There is an important leadership concept that is continuing to surface in the leadership literature, and my guess is that it is only going to get more study time as the years go on.

What I am going to continue to reinforce with those I train and coach is the idea of Rejuvenation.

If you are going to run through an obstacle course, from time to time you need to recharge your batteries. No leader can stay on the course, being battered from all sides, all the time.

Henry Thompson, in his most excellent book The Stress Effect states that leaders have an effective energy zone they run in. If the stress gets too high, they can be subject to burn out. If the stress is too low, they can rust out. As you prepare for 2016, how are you going to be intentional with your rejuvenation?

I hope you didn’t miss that last sentence. If you did, go back and read it again.

Here is the key: Be intentional with rejuvenation.

Leaders face immense stress and pressure from all parts of the organization and their lives. You have to be equipped to handle the stress that is going to come your way. One of the best ways to be equipped is to plan for different types of rejuvenating events.
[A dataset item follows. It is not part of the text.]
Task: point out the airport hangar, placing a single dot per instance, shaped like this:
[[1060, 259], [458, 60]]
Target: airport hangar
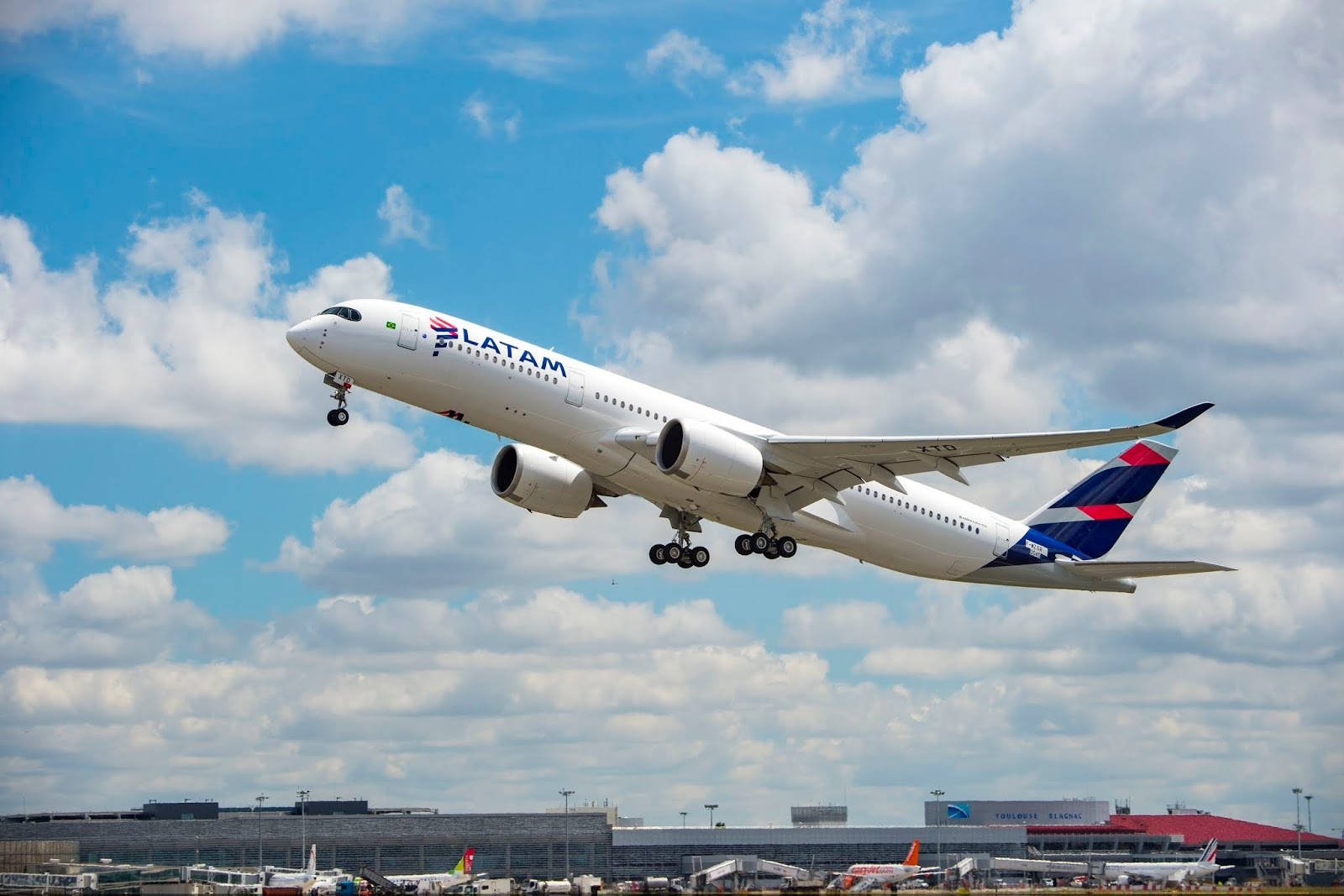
[[598, 841]]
Here are some tips to help you rejuvenate as your day goes along:

  • Be self-aware of the impact that stress of others can have on you. Many of us have a habit of picking up on the emotional stress that others bring when we interact with them. Own what you can own, but do not be subject to stress that someone else is feeling. Be empathetic instead of sympathetic with them.
  • Pay attention to what you eat for breakfast and lunch. I had a conversation with my physician recently about my diet. I told him I loved hamburgers. You see I really lovvvvve hamburgers. I just know that when I eat one, I go into a food coma for about 3 hours. So, if I have one for lunch, I might as well take the rest of the day off.
  • Drink 100 ounces of water every day. This will rejuvenate your cells as they dehydrate. It wall also get you up and moving to the restroom more which will give you the short break you need to refocus when you get back to your desk.
  • Find an exercise you like and commit to it. I love my boot camp and exercising 5 days a week. It works for me. It might not for you. Try yoga, try walking in the park, get a dog and walk it. Ride your bike. I know this one isn’t new, but if you are going to rejuvenate and be an effective leader, you have to find some way to release the cortisol that is accumulating in your muscles throughout the day.
  • Find a leadership group to join. Talking with like-minded peers is therapeutic. When done once a month for an hour or two , it can revitalize your energy. There is real power in sharing where you are in your leadership life and hearing where others are as well.
  • Get a coach. If you have some intense conversations that need to be released, there is nothing like a coaching relationship to help you clear your head so you can navigate your leadership course.

Homework: Pick one of the 6 Leadership Rejuvenators outlined above and implement it starting the first week in January. Commit to doing this one thing for the next 6 months and see if you can notice any change in your leadership energy. If you decide to implement one of these, please let us know. We would love to hear your story so we can learn and grow as well.